Why China Is Emerging as a Tech Superpower to Rival the U.S.

New from Fortune.com

Business in China today, however, is being led by innovation-obsessed execs like Ren Zhengfei, founder of Huawei Technologies, which last year filed more patent applications than any other company in the world. And Allen Zhang, who led the team that developed Tencent’s WeChat, the smartphone app that allows its 900 million users to chat, shop, pay, play, and do just about anything else. And Robin Li, CEO of Baidu, the Beijing-based search company, who has vowed to have autonomous vehicles ready for sale in China by next year.

 

Their success is fueling a virtuous cycle of innovative activity. The country’s two largest Internet companies, Alibaba Group (BABA, +0.96%) and Tencent Holdings (TCEHY, -0.46%), lead the world in e-commerce, mobile payments, social media, and online gaming. They and other Chinese tech giants are investing aggressively in new businesses, helping to transform China into a massive market for venture capital investments. Those ventures, in turn, are nourished by China’s huge and growing market and its unique ecosystem of suppliers, logistics specialists, and manufacturers. The result: China has spawned a new generation of homegrown entrepreneurs who are creating world-class products, developing their own technologies, and rolling out new business models on a scale and with a speed the global economy has never seen. “The copycat era is behind us,” says Kai-Fu Lee, CEO of Sinovation Ventures and the former head of Google China. “We are way beyond that.”

 

DJI has been hailed by many electronics industry analysts as the “Apple of consumer drones.” But the comparison is misleading. Unlike Apple (AAPL, +1.01%), which proudly proclaims its products are “Designed in California, Assembled in China,” DJI products are designed and manufactured in the southern Chinese city of Shenzhen, which today has no equal for sourcing the rotors, transmitters, batteries, and other components in DJI products. 

Meanwhile, Alibaba and Tencent are bankrolling competing dockless bike-sharing companies that launched this year in scores of overseas cities including Washington, D.C.; San Francisco; Nagoya, Japan; Singapore; and Sydney. (In Shanghai, meanwhile, abandoned bicycles from Tencent-backed bike-sharing startup Mobike and Alibaba-backed Ofo have become so numerous that authorities impounded thousands of them earlier this year. Chalk it up to growing pains.) But the two have joined forces in ride sharing. Both are investors in Didi Chuxing, which owns stakes in ride-sharing ventures in Europe, India, Southeast Asia, the Middle East, and Africa.

 

“China’s tech companies are determined to expand globally, and that determination will only grow,” says Connie Chan, partner at California venture capital firm Andreessen Horowitz. In years to come, she argues, “every company will need a China strategy,” whether they do business in the Middle Kingdom or not.

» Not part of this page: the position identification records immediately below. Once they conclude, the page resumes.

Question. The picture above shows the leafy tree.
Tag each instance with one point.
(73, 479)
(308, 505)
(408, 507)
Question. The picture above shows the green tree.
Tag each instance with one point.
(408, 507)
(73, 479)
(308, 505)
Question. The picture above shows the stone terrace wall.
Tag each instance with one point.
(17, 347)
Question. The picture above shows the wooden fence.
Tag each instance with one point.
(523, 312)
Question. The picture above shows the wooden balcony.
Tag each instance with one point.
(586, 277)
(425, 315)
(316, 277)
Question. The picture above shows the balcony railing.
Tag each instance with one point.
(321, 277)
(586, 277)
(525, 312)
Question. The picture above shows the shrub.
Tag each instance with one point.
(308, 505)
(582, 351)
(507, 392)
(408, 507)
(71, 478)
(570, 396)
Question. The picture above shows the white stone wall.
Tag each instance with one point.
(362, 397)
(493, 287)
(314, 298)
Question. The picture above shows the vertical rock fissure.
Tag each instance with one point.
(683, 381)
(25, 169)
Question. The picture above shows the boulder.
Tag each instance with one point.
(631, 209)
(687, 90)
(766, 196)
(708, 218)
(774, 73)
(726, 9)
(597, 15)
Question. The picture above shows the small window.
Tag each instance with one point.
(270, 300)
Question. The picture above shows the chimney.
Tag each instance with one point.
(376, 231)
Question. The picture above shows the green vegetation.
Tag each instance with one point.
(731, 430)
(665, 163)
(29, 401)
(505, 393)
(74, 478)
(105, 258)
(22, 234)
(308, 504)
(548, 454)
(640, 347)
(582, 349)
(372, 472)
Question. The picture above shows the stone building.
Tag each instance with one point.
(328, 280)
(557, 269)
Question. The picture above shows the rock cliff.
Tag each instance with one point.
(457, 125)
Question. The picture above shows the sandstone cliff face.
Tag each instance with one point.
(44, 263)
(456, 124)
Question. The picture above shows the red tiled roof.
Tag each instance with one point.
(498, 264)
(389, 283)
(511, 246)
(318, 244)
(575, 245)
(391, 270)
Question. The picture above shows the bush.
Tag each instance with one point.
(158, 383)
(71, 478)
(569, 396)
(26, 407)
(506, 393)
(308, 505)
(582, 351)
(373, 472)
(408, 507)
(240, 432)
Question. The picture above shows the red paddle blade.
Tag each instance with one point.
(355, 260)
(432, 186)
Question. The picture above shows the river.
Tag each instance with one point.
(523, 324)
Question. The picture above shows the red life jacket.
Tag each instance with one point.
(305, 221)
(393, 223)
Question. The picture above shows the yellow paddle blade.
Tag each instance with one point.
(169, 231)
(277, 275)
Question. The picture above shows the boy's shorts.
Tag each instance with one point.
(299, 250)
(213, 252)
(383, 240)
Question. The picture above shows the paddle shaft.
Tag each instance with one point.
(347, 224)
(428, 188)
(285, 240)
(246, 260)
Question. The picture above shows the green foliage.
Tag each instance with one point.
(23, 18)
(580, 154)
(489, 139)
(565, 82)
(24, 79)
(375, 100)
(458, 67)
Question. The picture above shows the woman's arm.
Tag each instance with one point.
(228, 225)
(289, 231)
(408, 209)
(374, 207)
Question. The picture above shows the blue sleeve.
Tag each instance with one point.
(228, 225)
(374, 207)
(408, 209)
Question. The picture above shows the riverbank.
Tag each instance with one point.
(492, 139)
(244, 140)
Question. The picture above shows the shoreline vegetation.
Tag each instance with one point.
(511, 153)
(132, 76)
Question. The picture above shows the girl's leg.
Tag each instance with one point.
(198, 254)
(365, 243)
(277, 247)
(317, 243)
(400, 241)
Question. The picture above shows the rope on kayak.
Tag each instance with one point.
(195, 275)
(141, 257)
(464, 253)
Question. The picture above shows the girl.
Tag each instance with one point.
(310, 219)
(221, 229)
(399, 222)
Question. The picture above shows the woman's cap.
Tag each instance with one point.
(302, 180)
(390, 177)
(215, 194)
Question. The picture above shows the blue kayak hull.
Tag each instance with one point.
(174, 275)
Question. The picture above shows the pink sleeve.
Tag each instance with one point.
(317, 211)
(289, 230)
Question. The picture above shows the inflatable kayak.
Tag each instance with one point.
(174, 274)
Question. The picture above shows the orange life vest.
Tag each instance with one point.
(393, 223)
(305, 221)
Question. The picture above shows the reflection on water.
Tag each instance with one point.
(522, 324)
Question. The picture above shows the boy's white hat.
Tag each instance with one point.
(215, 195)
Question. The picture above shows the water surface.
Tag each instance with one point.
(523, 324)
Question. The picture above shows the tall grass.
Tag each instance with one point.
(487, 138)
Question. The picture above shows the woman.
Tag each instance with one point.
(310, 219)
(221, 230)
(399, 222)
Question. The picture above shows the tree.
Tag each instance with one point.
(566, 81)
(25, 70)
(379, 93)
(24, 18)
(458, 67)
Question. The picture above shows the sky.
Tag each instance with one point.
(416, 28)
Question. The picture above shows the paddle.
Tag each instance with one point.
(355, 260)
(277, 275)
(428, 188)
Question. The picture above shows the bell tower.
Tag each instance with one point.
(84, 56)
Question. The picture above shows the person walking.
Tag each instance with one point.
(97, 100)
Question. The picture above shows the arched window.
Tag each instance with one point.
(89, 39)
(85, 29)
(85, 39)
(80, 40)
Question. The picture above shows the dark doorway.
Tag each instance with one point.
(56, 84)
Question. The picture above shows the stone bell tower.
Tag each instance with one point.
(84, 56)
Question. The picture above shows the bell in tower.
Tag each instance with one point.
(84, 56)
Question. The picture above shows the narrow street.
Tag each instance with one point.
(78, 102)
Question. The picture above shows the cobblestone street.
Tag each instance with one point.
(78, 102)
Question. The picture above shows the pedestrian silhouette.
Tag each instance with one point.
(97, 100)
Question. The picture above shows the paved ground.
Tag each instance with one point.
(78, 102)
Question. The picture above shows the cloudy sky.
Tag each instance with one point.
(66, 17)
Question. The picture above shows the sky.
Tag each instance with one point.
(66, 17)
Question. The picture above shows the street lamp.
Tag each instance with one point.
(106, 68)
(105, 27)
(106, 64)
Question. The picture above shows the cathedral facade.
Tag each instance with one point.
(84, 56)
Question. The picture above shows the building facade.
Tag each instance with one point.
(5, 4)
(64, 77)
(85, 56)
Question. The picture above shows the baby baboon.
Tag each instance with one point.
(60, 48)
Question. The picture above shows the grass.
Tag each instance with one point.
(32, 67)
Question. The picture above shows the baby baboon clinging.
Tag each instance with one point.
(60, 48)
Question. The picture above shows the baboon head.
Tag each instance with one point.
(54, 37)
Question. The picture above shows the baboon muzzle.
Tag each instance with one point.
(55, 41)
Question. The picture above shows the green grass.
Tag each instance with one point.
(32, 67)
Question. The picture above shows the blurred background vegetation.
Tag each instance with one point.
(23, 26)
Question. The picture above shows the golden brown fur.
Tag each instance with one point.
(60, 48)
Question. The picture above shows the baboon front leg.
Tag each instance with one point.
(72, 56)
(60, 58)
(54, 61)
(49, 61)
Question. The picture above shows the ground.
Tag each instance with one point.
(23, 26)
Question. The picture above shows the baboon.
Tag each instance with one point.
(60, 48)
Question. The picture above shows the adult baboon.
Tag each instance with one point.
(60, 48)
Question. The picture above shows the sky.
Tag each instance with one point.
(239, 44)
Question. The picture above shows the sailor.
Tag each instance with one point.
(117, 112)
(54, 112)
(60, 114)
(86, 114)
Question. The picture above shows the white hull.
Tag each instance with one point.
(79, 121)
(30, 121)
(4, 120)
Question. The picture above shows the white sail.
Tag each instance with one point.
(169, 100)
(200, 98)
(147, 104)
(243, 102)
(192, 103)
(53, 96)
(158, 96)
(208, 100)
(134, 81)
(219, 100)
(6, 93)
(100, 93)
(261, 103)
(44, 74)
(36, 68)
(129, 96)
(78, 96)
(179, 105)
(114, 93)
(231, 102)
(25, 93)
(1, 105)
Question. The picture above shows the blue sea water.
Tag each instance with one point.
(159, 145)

One of these promising young companies is Toutiao, a news aggregator launched in 2012 by 34-year-old former Microsoft (MSFT, +2.50%) employee Zhang Yiming. Toutiao’s parent company, Beijing ByteDance Technology, already has raised over $1 billion from Sequoia Capital and others, and is seeking an additional $2 billion that would value it at $20 billion. (And in November it agreed to buy U.S. lip-syncing video app Musical.ly for a reported $800 million.) Toutiao uses A.I. to create personalized news feeds of short articles and videos from content generated by its network of 4,000 outside media companies. Analysts say its content-recommendation tech is among the most sophisticated in the world. 

It’s quite possible that Toutiao will soon be going head-to-head in the market with rivals from Silicon Valley. If so, remember DJI—and think twice before betting against the Chinese company.